Der Junge aber hörte nicht mehr, er hatte sich in ein wutschreiendes, tobendes, schlagendes, strampelndes Etwas verwandelt. Mühsam schleppte ihn Rosa Täfelein hinter sich drein ins Haus hinein . . . Stumm, verwirrt, betäubt von dem fürchterlichen Lärm folgte der kleine Gerhard Grote . . . Um wenigstens etwas zu tun, trug er die entleerte Konfektschachtel . . .

»Oh, bist du stille, Männe!« bat Rosa. »Was bist du für ein schlimmer Junge! Hast du denn Röschen gar nicht mehr lieb –?«

Aber er hatte Röschen gar nicht mehr lieb, um keinen Preis wollte er in sein Zimmer. Er stieß mit den Füßen nach ihren Schienbeinen.

Und plötzlich erschlaffte sein Widerstand. Jetzt wurde er wirklich schneeweiß.

»Mir wird so schlecht, Röschen!« jammerte er. »Oh Gott, ich muß mich übergeben. Röschen, ich muß auf's Örtchen! Bitte, schnell!«

»Herr Grote«, sagte Rosa Täfelein mit stiller Fassung und öffnete dabei die geheime Tür. »Sie sehen selbst . . . Bitte, gehen Sie jetzt!«

»Aber ich kann Ihnen doch vielleicht helfen –!«

»Bitte, gehen Sie! Bitte, bitte! (So ist es schön, Männe, gleich wird dir besser sein!) Sie sehen, es soll nicht sein! Ich habe gleich gewußt, wir haben kein Glück . . .«

»Bitte, Fräulein Täfelein, Rosa, Röschen – denken Sie doch nicht so was –!«

»Ja, Männe, gleich kommst du in dein Bett.

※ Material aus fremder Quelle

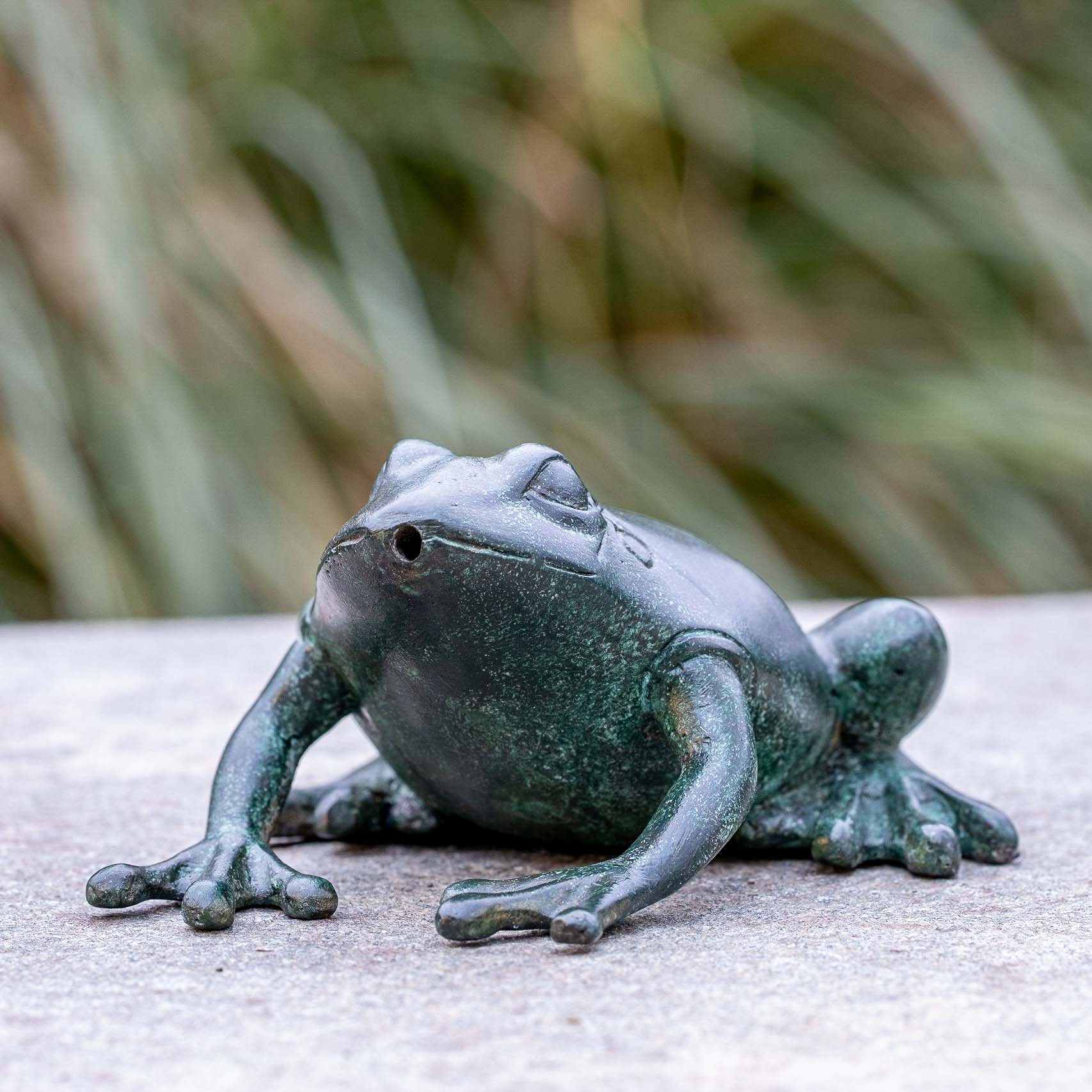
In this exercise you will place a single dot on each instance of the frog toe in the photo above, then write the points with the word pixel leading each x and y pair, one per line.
pixel 209 905
pixel 569 903
pixel 984 832
pixel 576 926
pixel 308 898
pixel 473 910
pixel 119 886
pixel 931 849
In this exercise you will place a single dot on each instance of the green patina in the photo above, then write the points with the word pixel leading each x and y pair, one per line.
pixel 531 664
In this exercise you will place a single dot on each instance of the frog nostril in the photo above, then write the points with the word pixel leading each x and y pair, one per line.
pixel 406 542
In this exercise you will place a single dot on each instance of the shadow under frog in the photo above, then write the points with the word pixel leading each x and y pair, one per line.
pixel 531 663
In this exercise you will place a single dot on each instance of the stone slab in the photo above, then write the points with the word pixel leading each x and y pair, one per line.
pixel 758 976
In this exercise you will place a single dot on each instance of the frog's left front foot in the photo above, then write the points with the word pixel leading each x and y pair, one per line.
pixel 574 905
pixel 863 807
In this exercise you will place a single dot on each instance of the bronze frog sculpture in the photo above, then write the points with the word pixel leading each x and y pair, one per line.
pixel 531 663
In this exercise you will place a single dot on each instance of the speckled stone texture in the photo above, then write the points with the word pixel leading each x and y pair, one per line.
pixel 757 976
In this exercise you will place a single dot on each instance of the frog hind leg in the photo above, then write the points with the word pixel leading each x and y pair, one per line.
pixel 866 801
pixel 372 804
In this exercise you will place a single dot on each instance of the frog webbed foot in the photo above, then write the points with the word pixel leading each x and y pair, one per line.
pixel 213 879
pixel 864 807
pixel 574 905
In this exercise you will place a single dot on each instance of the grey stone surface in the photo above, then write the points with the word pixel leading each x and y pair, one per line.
pixel 758 976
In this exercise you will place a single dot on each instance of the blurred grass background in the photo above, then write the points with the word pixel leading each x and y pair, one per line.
pixel 811 280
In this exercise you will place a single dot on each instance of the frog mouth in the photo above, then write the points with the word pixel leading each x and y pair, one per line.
pixel 569 567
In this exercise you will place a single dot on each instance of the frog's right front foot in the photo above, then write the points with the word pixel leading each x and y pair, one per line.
pixel 213 879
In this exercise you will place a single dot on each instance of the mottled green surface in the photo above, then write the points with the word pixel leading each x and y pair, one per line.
pixel 533 664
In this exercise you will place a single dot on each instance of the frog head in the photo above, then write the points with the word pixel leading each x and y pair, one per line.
pixel 434 516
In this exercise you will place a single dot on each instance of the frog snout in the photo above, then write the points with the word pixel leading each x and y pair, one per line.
pixel 406 542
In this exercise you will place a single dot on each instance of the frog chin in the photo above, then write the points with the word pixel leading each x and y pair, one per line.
pixel 558 565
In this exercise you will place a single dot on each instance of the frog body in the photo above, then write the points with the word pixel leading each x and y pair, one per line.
pixel 531 663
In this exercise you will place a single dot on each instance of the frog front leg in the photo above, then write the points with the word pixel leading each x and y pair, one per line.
pixel 233 866
pixel 702 708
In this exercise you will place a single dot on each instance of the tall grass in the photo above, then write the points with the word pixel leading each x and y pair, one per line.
pixel 811 280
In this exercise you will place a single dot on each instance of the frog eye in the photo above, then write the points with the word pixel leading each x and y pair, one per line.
pixel 558 482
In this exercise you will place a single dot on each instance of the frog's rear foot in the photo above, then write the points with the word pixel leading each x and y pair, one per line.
pixel 860 807
pixel 866 801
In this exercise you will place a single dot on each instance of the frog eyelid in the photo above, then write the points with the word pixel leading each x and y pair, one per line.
pixel 554 492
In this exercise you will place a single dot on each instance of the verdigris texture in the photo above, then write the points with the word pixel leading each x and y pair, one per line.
pixel 531 663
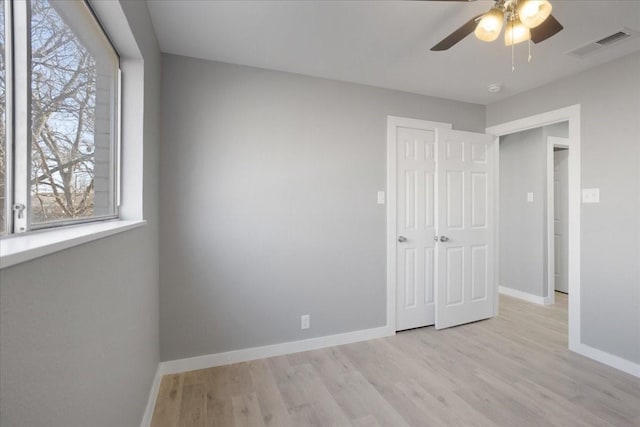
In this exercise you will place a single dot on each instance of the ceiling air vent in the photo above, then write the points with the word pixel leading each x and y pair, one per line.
pixel 610 40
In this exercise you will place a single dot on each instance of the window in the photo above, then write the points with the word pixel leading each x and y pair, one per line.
pixel 60 145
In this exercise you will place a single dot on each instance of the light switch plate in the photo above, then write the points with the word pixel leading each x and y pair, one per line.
pixel 530 196
pixel 590 195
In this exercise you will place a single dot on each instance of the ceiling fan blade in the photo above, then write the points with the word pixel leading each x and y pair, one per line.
pixel 458 34
pixel 548 28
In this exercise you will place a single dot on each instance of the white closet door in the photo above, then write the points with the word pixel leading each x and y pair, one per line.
pixel 465 287
pixel 415 227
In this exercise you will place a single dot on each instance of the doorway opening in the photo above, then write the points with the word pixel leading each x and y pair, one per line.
pixel 526 200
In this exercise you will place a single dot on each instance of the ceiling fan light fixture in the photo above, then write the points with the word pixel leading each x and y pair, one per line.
pixel 516 32
pixel 533 12
pixel 490 25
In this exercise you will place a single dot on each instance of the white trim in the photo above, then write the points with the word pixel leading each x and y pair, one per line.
pixel 552 142
pixel 496 223
pixel 572 115
pixel 521 295
pixel 24 247
pixel 393 122
pixel 226 358
pixel 609 359
pixel 151 401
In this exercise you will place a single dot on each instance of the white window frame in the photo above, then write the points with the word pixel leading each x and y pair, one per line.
pixel 21 247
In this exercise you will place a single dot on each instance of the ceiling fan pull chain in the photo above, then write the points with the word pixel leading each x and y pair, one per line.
pixel 513 58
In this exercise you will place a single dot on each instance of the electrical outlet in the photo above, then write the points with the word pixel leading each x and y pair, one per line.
pixel 530 196
pixel 305 321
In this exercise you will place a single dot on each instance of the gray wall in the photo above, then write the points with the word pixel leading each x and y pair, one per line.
pixel 268 203
pixel 609 96
pixel 522 227
pixel 80 342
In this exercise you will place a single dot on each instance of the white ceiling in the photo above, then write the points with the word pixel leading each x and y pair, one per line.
pixel 386 43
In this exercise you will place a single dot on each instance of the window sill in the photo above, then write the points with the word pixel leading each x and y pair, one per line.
pixel 20 248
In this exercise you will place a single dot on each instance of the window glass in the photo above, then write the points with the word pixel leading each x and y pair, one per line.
pixel 74 74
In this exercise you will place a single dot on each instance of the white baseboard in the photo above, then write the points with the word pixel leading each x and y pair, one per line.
pixel 218 359
pixel 151 402
pixel 609 359
pixel 522 295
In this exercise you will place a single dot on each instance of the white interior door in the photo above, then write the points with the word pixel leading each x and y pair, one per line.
pixel 560 218
pixel 416 165
pixel 465 287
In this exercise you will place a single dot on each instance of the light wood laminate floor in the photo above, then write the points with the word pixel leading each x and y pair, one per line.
pixel 513 370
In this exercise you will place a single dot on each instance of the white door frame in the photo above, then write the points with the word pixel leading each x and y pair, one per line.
pixel 552 142
pixel 572 115
pixel 393 122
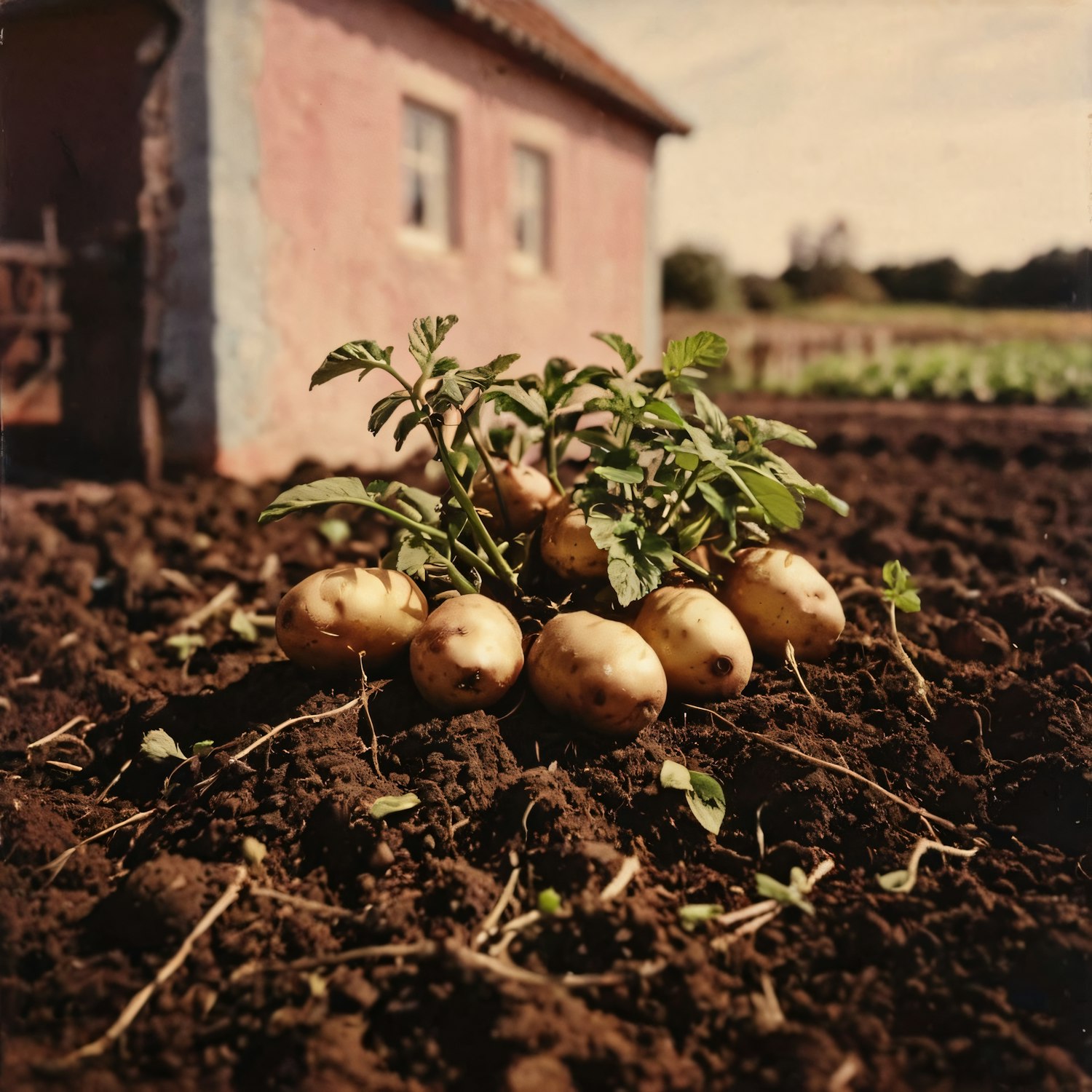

Das muß ja weh tun, armer Junge. Ich mache dir einen schönen warmen Umschlag . . .«

»Das olle Konfekt –!«

»Ja, Männe, wenn man zuviel davon ißt, dann ist es oll . . . Bitte, gehen Sie! Meine Eltern müssen jeden Augenblick kommen. Wenn Sie uns so finden – gehen Sie!«

Es ging der kleine Herr Grote, traurig, sehr traurig . . .

Nicht seiner fehlgeschlagenen Hoffnungen wegen traurig, sondern weil er daran dachte, wie er Rosa Täfelein zurückließ – mit einem durch seine Schuld kranken Bruder, dem noch ein Löffel Rizinus gegeben werden mußte, mit einem angesengten Nachthemd und mit zwei unangetrunkenen grünstengligen Gläsern Johannisbeerwein auf dem Tisch – und die Eltern im Anmarsch!

Wie würde sie sich retten? Schon daran zu denken, machte sein Herz traurig.

Den leeren Pralinenkarton trug er noch immer unter seinem Arm. Aber er wußte es nicht.